The study by researchers from Imperial College London in the UK estimates that the risk of reinfection with the Omicron variant is 5.4 times greater than that of the Delta variant.
This implies that the protection against reinfection by Omicron afforded by past infection may be as low as 19 per cent, the researchers said.
"The study finds no evidence of Omicron having lower severity than Delta, judged by either the proportion of people testing positive who report symptoms, or by the proportion of cases seeking hospital care after infection,” the authors of the study said.
"However, hospitalisation data remains very limited at this time," they added. The yet-to-be-published study used data for all PCR-confirmed SARS-CoV-2 cases in England who had taken a COVID-19 test between November 29 and December 11, 2021.
The research included people identified as having Omicron infection due to an S gene target failure (SGTF), as well as people with genotype data that confirmed Omicron infection.
Overall, 196,463 people without S gene target failure -- those likely to be infected with another variant -- and 11,329 cases with it were included in the analysis, as well as 122,063 Delta and 1,846 Omicron cases in the genotype analysis.
The results suggest that the proportion of Omicron among all COVID cases was doubling every two days up to December 11, the researchers said.

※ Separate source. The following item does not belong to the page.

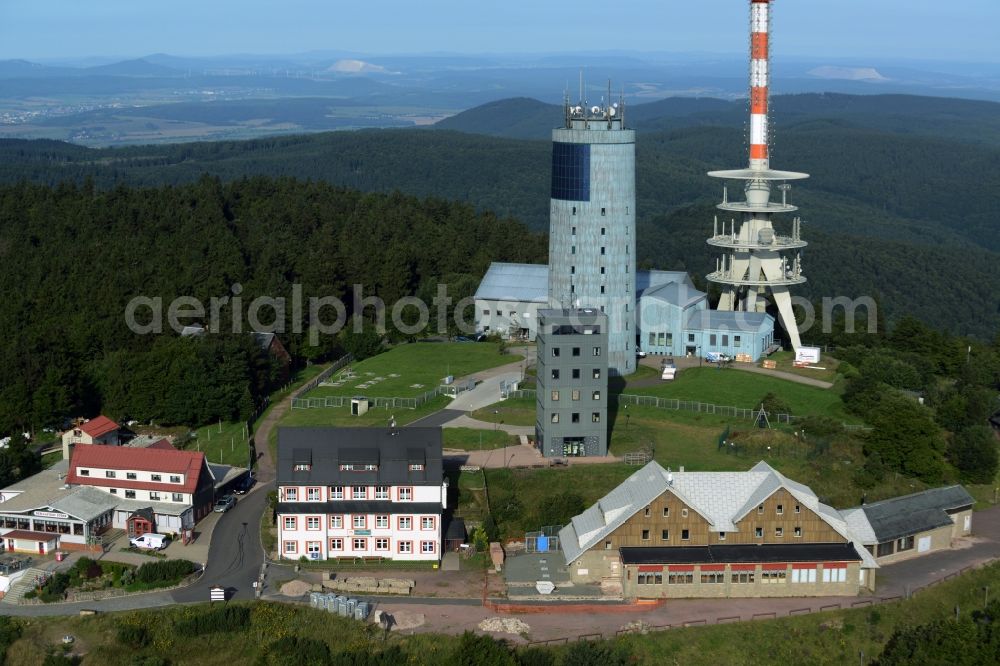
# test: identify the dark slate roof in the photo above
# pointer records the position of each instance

They estimate that the reproduction number (R) -- the number of cases directly caused by an infected individual -- of Omicron was above 3 over the period studied.
"This study provides further evidence of the very substantial extent to which Omicron can evade prior immunity given by both infection or vaccination," said Neil Ferguson, a professor at Imperial College London. "This level of immune evasion means that Omicron poses a major, imminent threat to public health," Ferguson said in a statement.
Controlling for vaccine status, age, sex, ethnicity, asymptomatic status, region and specimen date, Omicron was associated with a 5.40 fold higher risk of reinfection compared with Delta, the study found.
The reinfection risk estimated in the current study suggests this protection has fallen to 19 per cent against an Omicron infection, according to the researchers.
They found a significantly increased risk of developing a symptomatic Omicron case compared to Delta for those who were two or more weeks past their second vaccine dose, and two or more weeks past their booster dose for AstraZeneca and Pfizer vaccines.
"Depending on the estimates used for vaccine effectiveness against symptomatic infection from the Delta variant, this translates into vaccine effectiveness estimates against symptomatic Omicron infection of between 0 per cent and 20 per cent after two doses, and between 55 per cent and 80 per cent after a booster dose," the researchers added.